To further validate the CLAP method, we examined three rRNA Ψ sites that can be independently tested by visualizing the CMC-Ψ derived RT stop products without amplification (Fig. 2). We chose one Ψ site (Ψ822) in 18S rRNA and two Ψ sites (Ψ3749 and Ψ4412) in 28S rRNA (Piekna-Przybylska et al. 2008; Taoka et al. 2018). Applying primer extension after CMC treatment, we found the Ψ levels to be 84% for 18S Ψ822, 74% for 28S Ψ3749, and 66% for 28S Ψ4412 (Fig. 2A). Applying the CLAP method, we determined the Ψ levels to be 83% for 18S Ψ822, 74% for 28S Ψ3749, and 71% for 28S Ψ4412 (Fig. 2B). This agreement between the primer extension and CLAP methods supports the feasibility of using CLAP for quantitative analysis of Ψ modifications. The modification fraction of the same three sites detected by mass spectrometry using TK6 rRNA were all >99% (Taoka et al. 2018). This result suggests that the CLAP method is semiquantitative to measure the absolute Ψ modification fraction and may underestimate the Ψ fraction by up to 1.4-fold, likely due to either incomplete CMC-Ψ adduct formation and/or a small amount of CMC-Ψ reversal in the CMC procedure.
FIGURE 2.
Quantification of Ψ levels in rRNA. (A) Primer extension of the 18S Ψ822, 28S Ψ3749, and 28S Ψ4412 sites. The RT stops are marked by a triangle. The estimated Ψ modification levels are 74% for Ψ3749, 84% for Ψ822, and 66% for Ψ4412. (B) CLAP result for the same three rRNA Ψ sites. The estimated Ψ modification levels are 74 ± 3% for Ψ3749, 83 ± 1% for Ψ822, and 71 ± 1% for Ψ4412.
Ψ in mRNA and lncRNA
Next, we examined the Ψ status of two Ψ sites in the abundant eEF1A1 mRNA and one Ψ site in MALAT1 lncRNA. eEF1A1 is an isoform of the α subunit of the elongation factor-1 complex and plays an essential role in translation by delivering aminoacyl-tRNA to the ribosome. This mRNA has been frequently used as a reference for qPCR studies (Gentile et al. 2016; Mughal et al. 2018). MALAT1 is a metastasis-promoting lncRNA and plays a role in alternative splicing, nuclear organization, epigenetic modulation of gene expression, synapse formation, and myogenesis (Zhang et al. 2017). Previous Ψ sequencing (CeU-seq, Li et al. 2015) identified two Ψ sites in eEF1A1 (Ψ519 and Ψ875) and one Ψ site in MALAT1 (Ψ5590). These sites have been validated by a qPCR-based Ψ detection method (Lei and Yi 2017). Applying the CLAP method, we determined the modification level of eEF1A1 Ψ519 at 31 ± 2%, eEF1A1 Ψ875 at 56 ± 3%, and MALAT1 Ψ5590 at 84 ± 5% in HEK293T cells (Fig. 3A). The nearly complete pseudouridylation of the MALAT1 site is consistent with the high modification level (∼75%) estimated by a qPCR-based method (Lei and Yi 2017). We also examined these Ψ sites in HeLa and MCF7 cell lines (Fig. 3B). eEF1A1 Ψ875 and MALAT1 Ψ5590 had similar Ψ modification levels in all three cell lines; in contrast, eEF1A1 Ψ875 levels ranged from 56 ± 3% in HEK293T to 35 ± 2% in MCF7.
FIGURE 3.
CLAP analysis of Ψ in high abundance mRNA and lncRNA transcripts. (A) CLAP examination of eEF1A1 Ψ519, eEF1A1 Ψ875, and MALAT1 Ψ5590 sites using 1 µg HEK293T total RNA. (B) Ψ modification levels in three cell lines, three biological replicates for each site.
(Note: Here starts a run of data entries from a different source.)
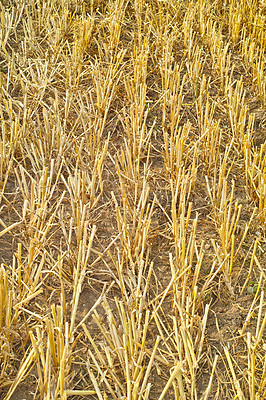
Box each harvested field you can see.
[0,0,266,400]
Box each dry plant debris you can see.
[0,0,266,400]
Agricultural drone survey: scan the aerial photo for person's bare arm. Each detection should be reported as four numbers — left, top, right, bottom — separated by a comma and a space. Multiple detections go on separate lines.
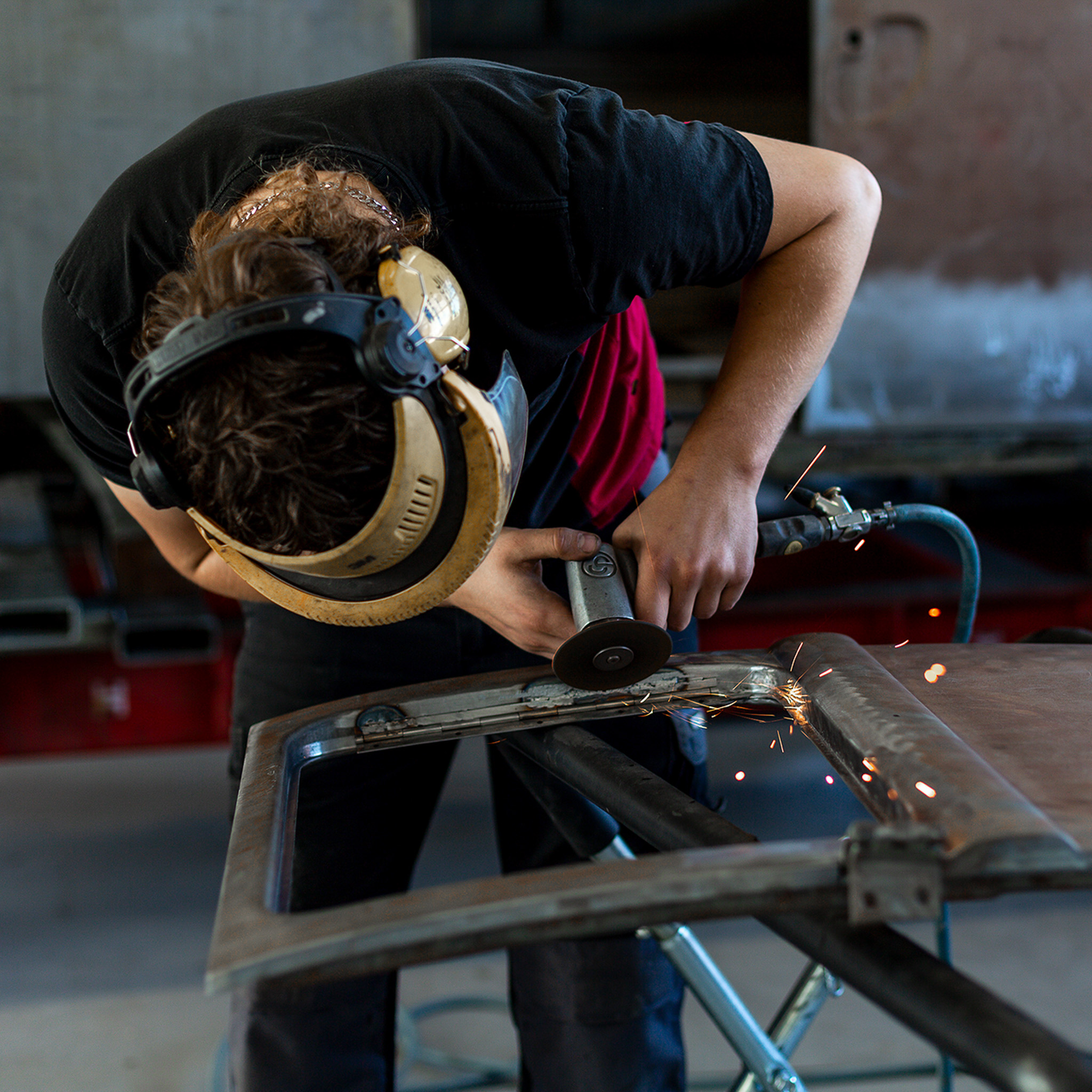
614, 135, 880, 629
106, 480, 266, 603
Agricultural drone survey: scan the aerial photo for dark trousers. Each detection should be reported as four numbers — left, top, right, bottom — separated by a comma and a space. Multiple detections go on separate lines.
230, 605, 705, 1092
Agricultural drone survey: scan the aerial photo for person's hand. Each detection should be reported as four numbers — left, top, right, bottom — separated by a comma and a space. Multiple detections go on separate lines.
445, 527, 599, 659
614, 464, 758, 630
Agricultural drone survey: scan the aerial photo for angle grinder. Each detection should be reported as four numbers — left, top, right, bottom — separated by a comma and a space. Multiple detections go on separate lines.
553, 543, 672, 690
553, 486, 896, 690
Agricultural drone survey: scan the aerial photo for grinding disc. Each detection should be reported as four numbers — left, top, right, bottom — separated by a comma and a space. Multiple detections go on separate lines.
553, 618, 672, 690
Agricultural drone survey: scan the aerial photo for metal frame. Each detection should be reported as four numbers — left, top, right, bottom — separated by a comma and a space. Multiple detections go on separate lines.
206, 635, 1092, 1092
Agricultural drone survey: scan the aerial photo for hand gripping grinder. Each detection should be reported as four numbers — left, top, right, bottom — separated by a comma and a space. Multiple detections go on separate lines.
553, 543, 672, 690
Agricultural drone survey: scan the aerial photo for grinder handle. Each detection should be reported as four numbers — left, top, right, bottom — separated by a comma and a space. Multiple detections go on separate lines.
754, 515, 831, 557
611, 513, 831, 616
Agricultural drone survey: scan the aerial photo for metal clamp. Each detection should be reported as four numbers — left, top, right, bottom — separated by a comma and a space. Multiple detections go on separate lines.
842, 819, 943, 925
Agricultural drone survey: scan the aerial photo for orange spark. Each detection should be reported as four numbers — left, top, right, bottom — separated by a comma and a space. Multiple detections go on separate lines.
785, 443, 826, 500
633, 486, 656, 569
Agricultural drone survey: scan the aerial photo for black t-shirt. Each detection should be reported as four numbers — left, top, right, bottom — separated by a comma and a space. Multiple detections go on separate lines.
43, 60, 772, 525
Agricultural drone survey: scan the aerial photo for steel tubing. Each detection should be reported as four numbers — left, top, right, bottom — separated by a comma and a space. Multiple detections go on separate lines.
509, 725, 1092, 1092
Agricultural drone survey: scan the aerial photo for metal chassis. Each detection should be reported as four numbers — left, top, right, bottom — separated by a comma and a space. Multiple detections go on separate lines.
206, 635, 1092, 1092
To investigate the sensitivity of the CLAP method we chose two Ψ sites in low abundance mRNAs, hypoxanthine phosphoribosyltransferase 1 (HPRT1), and proteasome activator subunit 2 (PSME2) identified by CeU-seq (Li et al. 2015; Lei and Yi 2017). Both mRNAs are present at <1% the abundance of the eEF1A1 mRNA according to mRNA-seq analysis in HEK293T cells (Liu et al. 2017). We used 1 µg HEK293T total RNA to successfully measure the Ψ status of HPRT1 Ψ733 and PSME2 Ψ616. Applying the CLAP method, we determined that the modification level of HPRT1 Ψ733 was 51 ± 1% and of PSME2 Ψ616 62 ± 5% (Fig. 4A). To validate the accuracy and sensitivity of measuring Ψ status in low abundance mRNA in the context of total RNA by CLAP, we also used 50 ng poly(A)-selected RNA as input for the CLAP procedure (Fig. 4B). We found similar levels for HPRT1 Ψ733 [51% in total RNA and 46% in poly(A)-selected RNA] and a 1.4-fold higher level for PSME2 Ψ616 [62% in total RNA and 86% in poly(A)-selected RNA]. Both sites showed similar modification levels among the three cell lines examined (Fig. 4C).
FIGURE 4.
CLAP analysis of Ψ in low abundance mRNA transcripts. (A) CLAP results for HPRT1 Ψ733 and PSME2 Ψ616 using 1 µg of HEK293T total RNA as input. (B) CLAP quantitation of HPRT1 Ψ733 and PSME2 Ψ616 using HEK293T total RNA (1 µg input) or poly(A)+ RNA (50 ng input). (C) Ψ modification levels in three cell lines, three biological replicates for each site.
To assess the functional relevance of these 5 Ψ sites, we performed phylogenetic analysis among the vertebrate lineage (Supplemental Fig. S3) using Jalview (Waterhouse et al. 2009). The four mRNA Ψ-containing regions are conserved across vertebrates, whereas the Ψ5590-containing region is only present in the MALAT1 RNA from primates. All four mRNA sites are in the coding regions and part of a Val codon. The eEF1A1 Ψ519 site is in the third codon position (GUΨ); this uridine is sometimes changed to C, which still maintains the amino acid identity of the codon. eEF1A1 Ψ875, HPRT1 Ψ733, and PSME2 Ψ616 sites are in the second codon position (GΨU, GΨA); these uridines are unchanged in all vertebrates. The conserved Ψ modification in the second codon position may be useful for decoding these Val codons.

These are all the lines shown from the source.